Minor began by investing in planting produce at what became Robinson Canyon Farm, located a few miles outside Ellensburg, back in January 2015.

He decided to create The Community Jug after finding difficulties dealing with federal regulations, vendors and farmers when trying to sell his food.

“I figured I’d just go ahead and sell my own product,” Minor said.

This summer, Babcock and Clymer began working with Robinson Canyon Farm, and then began assisting Minor in creating The Community Jug.

“This is my life and doing all this—creating this whole place—has been a co-creative process between Michael, myself and Garrett,” Clymer said.

The three of them speak knowledgeably and passionately about their goal of creating a sustainable and thriving place within the community.

“I started working for them [Robinson Canyon Farm] in June.

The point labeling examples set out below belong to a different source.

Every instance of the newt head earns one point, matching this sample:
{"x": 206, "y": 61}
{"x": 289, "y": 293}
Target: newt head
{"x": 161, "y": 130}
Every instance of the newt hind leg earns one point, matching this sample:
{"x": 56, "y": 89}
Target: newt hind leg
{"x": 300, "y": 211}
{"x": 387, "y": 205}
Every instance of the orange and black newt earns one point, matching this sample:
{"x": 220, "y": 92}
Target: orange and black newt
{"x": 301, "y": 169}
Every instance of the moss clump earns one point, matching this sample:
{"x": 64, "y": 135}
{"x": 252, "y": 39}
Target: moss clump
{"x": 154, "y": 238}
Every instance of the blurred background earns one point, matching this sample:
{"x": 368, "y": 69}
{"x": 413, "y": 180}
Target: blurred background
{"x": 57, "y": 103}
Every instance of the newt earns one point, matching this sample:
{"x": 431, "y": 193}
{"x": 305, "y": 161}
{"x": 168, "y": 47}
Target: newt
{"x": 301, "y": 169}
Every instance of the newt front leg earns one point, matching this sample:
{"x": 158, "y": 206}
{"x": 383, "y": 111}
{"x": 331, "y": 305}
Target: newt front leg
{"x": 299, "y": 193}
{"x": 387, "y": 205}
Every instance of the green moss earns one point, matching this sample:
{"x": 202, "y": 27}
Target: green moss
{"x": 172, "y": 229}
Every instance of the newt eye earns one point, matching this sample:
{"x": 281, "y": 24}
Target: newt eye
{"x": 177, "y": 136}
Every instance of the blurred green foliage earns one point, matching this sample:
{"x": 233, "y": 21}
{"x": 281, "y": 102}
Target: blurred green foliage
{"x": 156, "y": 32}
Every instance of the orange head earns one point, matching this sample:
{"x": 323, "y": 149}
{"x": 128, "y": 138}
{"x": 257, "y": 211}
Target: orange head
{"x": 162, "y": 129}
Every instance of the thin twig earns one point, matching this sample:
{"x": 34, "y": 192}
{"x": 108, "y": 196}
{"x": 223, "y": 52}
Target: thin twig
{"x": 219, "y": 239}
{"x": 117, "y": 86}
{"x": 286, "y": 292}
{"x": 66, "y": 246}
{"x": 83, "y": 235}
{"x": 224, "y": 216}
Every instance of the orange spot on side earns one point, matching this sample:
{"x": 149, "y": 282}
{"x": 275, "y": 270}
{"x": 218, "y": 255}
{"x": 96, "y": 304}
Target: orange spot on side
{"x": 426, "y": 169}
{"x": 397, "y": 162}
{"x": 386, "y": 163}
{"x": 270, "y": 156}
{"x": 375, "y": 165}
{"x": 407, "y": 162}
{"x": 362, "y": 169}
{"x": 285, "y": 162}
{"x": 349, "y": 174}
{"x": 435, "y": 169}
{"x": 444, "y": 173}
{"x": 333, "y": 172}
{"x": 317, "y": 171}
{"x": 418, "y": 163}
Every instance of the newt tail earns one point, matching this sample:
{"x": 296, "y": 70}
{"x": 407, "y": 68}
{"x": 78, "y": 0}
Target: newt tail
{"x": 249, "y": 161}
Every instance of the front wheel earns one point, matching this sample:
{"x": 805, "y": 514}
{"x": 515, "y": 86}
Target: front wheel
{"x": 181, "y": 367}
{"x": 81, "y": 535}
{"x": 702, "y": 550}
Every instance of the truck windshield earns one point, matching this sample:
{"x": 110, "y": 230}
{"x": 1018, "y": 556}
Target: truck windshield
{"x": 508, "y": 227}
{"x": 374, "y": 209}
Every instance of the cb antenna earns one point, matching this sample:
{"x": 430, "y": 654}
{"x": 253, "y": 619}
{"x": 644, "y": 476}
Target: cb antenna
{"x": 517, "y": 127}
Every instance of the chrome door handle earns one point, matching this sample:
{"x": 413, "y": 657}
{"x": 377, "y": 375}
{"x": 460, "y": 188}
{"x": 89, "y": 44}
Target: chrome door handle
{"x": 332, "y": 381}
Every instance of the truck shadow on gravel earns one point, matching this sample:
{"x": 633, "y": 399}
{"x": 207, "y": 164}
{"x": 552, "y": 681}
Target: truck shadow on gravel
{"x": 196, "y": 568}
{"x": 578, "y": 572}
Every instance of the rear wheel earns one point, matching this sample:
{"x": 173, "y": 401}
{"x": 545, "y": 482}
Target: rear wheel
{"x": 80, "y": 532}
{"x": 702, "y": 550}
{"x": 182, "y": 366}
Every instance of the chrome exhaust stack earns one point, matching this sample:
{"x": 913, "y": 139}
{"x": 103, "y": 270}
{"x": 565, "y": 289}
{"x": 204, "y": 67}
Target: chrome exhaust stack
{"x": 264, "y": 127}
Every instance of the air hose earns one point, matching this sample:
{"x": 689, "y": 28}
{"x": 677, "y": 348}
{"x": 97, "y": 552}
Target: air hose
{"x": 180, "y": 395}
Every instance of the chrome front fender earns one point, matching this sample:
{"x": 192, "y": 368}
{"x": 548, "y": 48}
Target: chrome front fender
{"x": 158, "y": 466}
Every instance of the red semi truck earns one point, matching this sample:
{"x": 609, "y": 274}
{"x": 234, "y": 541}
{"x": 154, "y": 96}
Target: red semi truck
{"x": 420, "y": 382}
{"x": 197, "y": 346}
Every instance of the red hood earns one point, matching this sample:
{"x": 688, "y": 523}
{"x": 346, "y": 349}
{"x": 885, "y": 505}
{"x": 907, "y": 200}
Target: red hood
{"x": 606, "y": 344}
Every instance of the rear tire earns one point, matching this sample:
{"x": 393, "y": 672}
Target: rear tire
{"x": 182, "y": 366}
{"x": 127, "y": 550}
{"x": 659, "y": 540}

I kind of knew about what they were doing before that, but I was too busy in school,” Babcock said.

Babcock studies cultural anthropology at Central.

Babcock has assisted in both farming and landscaping, and explained that the two can be very different and difficult to adapt to.

“Landscaping is very [un]sustainable, whereas permaculture is all about using everything you can to make a living system where you’re not burning a lot of fossil fuels or using a big carbon footprint,” Babcock said.

Not only does he regularly work at The Community Jug, Babcock is also in a band, which comes with its own set of obligations. Therefore, he decided to take a quarter off of school to devote his time to these two passions.

“Part of what I’m studying in school is like right in line with what we’re doing: having locally produced food and serving that in a fresh local setting,” Babcock said.

Clymer also found herself involved with the farm back in June. She moved to Ellensburg in 2011 from Everett. She began helping Minor this fall at local farmers’ markets in Ellensburg and Roslyn.

“As far as designing the menu, receiving fresh sheets from farmers and deciding what’s going to be on the menu [for] the week—that’s all been my part so far,” Clymer said. “Also just being here every day, doing transactions and working with customers, even on Saturdays and Sundays.”

Passionate about healthy, sustainable food and her work with The Community Jug, Clymer sees this as something she could do for the rest of her life.

“I do this every day; from morning the moment I wake up until the moment I go to bed at night.” Clymer said.

Continuing to grow

Though The Community Jug only recently opened on Oct. 16, Minor already has big plans for the shop’s future.

“Right now we have soups, paninis, sandwiches and juices,” Minor said. “We will be doing smoothies in the future. We have Kombucha that is brewing right now.”

They get their produce locally, some from Robinson Canyon Farm and some from other local places, such as Plum Crazy.

Minor hopes to continue to delve deeper into the techniques of growing and maintaining healthy, organic food.

Though they primarily cater to vegans and vegetarians, Minor explains that he wouldn’t have a problem with cooking meat at some point, should he ever could find a clean, ethical and organic way to do it.

“I’d like to move into doing folk styles of preserving food and meat here. So we’re doing our sauerkraut and garlic and pickled ginger. In the south they did a lot of things like sugar and salt as far as curing meats,” Minor said.

Since he doesn’t have an oven, only crockpots and a fire stove, Minor has unique cooking methods to prepare his food.

“I have a buddy from New Jersey. He and I are getting together and we have interesting ideas we’d like to use,” Minor said, “We’re working with very limited amounts of resources and spaces.”

Minor hopes to create a stage outside to host music performances and other events. They hope to serve cocktails and other drinks during the evening starting in the spring.  

“By next spring and summer, this will be a living and thriving entity and an extension and expression of the community and people that are within it, including Michael, Myself and Garrett,” Clymer said. “A place for farmers, a place for musicians, a place for consumers—people who want to have good food that is grown well.”